Without TTP, mice with a post-surgical injury were hypersensitive to pain, experienced more swelling and had delayed healing at the injury site than controls. They also had significantly elevated levels of inflammatory mediators, including two that are directly associated with pain. Similar effects were observed far away from the surgical site in the spinal cord and in nerves close to the spinal cord that also contribute to pain. Boosting TTP expression in a different mouse model improved recovery — these mice had significantly less pain and lower levels of inflammatory mediators than controls.

Helping patients

As a medical doctor, King’s goal is to develop therapeutics based on his laboratory research. “One of the goals we have in the next few years is to find small molecules that can directly and specifically increase the expression of TTP or enhance its activity,” King said. His team will also look at TTP activity in animal models of spinal cord injury, traumatic brain injury and stroke, conditions in which inflammation plays a major destructive role early on. 

In the meantime, the team already has developed a small molecule inhibitor of HuR that has shown positive results in models of peripheral nerve injury and spinal cord injury. In preclinical models, this inhibitor enters the brain and spinal cord within minutes, making it suitable for rapid delivery by emergency medical technicians. Because inflammation is quickly triggered after spinal cord injury, secondary tissue injury begins immediately. “Time is spine, and arresting the inflammatory response near the onset will improve functional outcomes, including reduced chronic pain,” King said.
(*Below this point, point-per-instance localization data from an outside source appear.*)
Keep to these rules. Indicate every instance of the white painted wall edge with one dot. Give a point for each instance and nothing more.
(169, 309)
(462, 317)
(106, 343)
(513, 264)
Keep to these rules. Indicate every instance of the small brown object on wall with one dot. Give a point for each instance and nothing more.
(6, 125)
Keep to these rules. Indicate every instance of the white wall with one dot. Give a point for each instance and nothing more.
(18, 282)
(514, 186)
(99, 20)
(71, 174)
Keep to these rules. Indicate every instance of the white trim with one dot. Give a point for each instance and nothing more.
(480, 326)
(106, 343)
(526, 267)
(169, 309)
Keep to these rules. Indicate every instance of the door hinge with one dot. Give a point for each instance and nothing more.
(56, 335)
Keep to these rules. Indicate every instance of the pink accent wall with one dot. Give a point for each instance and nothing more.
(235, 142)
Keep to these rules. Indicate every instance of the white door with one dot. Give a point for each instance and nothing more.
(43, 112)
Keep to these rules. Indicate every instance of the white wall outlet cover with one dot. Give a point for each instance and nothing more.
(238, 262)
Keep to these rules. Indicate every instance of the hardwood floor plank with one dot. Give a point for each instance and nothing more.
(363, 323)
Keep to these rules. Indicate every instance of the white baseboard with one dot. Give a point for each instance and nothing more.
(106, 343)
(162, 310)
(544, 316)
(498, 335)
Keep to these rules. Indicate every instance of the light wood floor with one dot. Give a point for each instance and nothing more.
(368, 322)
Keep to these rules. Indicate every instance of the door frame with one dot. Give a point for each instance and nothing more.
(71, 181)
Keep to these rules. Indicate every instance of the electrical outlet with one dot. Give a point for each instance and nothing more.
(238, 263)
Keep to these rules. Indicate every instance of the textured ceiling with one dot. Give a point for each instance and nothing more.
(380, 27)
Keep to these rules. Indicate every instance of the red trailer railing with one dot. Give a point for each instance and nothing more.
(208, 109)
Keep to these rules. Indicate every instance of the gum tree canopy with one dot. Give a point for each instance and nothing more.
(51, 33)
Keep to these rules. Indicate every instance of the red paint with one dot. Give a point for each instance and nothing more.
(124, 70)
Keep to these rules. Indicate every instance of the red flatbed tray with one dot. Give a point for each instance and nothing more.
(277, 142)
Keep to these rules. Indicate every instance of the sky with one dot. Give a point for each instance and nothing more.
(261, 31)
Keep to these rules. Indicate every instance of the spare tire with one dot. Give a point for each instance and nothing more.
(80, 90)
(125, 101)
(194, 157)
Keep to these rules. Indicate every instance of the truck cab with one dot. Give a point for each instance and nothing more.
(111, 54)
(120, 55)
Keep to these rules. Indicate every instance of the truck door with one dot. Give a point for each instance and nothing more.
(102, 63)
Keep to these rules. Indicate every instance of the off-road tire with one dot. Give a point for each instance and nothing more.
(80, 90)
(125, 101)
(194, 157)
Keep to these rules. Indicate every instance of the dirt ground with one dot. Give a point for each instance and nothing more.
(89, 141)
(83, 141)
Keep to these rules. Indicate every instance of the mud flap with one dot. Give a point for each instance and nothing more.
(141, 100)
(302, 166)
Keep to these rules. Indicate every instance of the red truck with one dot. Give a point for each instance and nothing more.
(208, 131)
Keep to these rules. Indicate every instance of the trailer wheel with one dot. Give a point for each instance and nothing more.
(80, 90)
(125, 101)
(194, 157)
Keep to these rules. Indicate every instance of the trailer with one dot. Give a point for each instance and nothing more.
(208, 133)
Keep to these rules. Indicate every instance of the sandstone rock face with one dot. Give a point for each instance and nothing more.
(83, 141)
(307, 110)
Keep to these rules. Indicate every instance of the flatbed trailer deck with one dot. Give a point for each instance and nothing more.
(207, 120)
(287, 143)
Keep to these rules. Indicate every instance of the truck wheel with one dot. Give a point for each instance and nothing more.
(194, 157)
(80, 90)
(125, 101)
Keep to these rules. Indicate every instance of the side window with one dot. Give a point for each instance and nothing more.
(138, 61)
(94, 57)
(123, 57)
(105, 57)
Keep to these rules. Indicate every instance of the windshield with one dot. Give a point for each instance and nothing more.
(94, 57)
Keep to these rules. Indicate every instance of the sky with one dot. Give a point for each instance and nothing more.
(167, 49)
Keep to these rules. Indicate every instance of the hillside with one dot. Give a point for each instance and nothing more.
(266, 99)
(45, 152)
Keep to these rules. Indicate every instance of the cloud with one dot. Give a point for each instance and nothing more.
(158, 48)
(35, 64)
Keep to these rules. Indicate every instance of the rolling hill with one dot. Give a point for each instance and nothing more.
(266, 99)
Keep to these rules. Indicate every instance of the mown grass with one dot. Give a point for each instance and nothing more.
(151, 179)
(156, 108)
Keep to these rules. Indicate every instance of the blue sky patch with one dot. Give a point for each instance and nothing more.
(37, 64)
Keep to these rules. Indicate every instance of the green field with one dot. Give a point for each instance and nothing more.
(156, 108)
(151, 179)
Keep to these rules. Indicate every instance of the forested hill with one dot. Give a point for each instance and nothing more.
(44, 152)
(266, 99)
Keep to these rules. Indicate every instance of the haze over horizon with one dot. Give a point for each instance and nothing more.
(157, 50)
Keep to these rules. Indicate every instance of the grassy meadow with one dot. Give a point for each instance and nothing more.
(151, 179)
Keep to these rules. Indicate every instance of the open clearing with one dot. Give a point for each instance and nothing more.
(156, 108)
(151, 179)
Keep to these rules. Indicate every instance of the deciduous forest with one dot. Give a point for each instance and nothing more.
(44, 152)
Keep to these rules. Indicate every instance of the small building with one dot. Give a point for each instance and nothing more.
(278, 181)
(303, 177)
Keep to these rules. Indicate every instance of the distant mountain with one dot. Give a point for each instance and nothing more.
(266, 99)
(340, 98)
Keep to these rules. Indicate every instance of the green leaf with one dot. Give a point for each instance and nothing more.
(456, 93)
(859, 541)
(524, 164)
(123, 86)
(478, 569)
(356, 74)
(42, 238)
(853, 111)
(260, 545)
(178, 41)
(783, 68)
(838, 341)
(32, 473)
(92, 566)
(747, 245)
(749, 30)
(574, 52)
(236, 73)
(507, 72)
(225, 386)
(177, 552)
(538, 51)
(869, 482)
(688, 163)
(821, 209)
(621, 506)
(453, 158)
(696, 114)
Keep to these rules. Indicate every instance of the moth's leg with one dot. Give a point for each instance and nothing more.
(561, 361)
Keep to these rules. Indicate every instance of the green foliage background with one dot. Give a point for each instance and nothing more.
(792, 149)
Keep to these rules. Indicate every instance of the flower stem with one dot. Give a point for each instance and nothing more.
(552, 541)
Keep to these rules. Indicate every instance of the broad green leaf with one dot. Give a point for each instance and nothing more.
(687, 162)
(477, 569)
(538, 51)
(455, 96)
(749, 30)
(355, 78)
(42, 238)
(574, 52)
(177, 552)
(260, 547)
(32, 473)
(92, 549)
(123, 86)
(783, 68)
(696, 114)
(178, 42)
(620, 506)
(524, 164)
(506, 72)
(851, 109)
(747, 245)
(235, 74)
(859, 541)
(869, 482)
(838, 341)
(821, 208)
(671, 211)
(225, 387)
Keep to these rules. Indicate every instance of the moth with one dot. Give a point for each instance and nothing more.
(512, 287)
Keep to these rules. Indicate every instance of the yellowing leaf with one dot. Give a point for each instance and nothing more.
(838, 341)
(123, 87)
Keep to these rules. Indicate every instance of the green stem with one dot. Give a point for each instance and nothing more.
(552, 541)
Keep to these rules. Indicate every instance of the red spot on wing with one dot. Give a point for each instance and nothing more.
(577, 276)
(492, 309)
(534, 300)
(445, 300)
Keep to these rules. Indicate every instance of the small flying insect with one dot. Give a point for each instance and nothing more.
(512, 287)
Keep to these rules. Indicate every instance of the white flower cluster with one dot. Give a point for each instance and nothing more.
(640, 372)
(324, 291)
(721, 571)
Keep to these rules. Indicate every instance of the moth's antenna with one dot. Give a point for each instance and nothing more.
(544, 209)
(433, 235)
The team is currently optimizing this drug in preparation for future clinical trials in humans. 

The Inflammation Research study, “Myeloid-specific tristetraprolin mitigates postsurgical incisional pain by suppressing proinflammatory responses,” was led by corresponding authors King and Abhishek Guha, UAB Department of Neurology.

Co-authors are Robert Sorge, Stacie Totsch and Ava Piper, UAB Department of Psychology in the College of Arts and Sciences; Ying Si, Reed Smith and Mohammed Amir Husain, UAB Department of Neurology, Birmingham Veterans Affairs Medical Center, and UAB Killion Center for Neurodegeneration and Experimental Therapeutics; Sohail Baig, Department of Neurology; and Perry Blackshear, National Institute of Environmental Health Sciences and Duke University.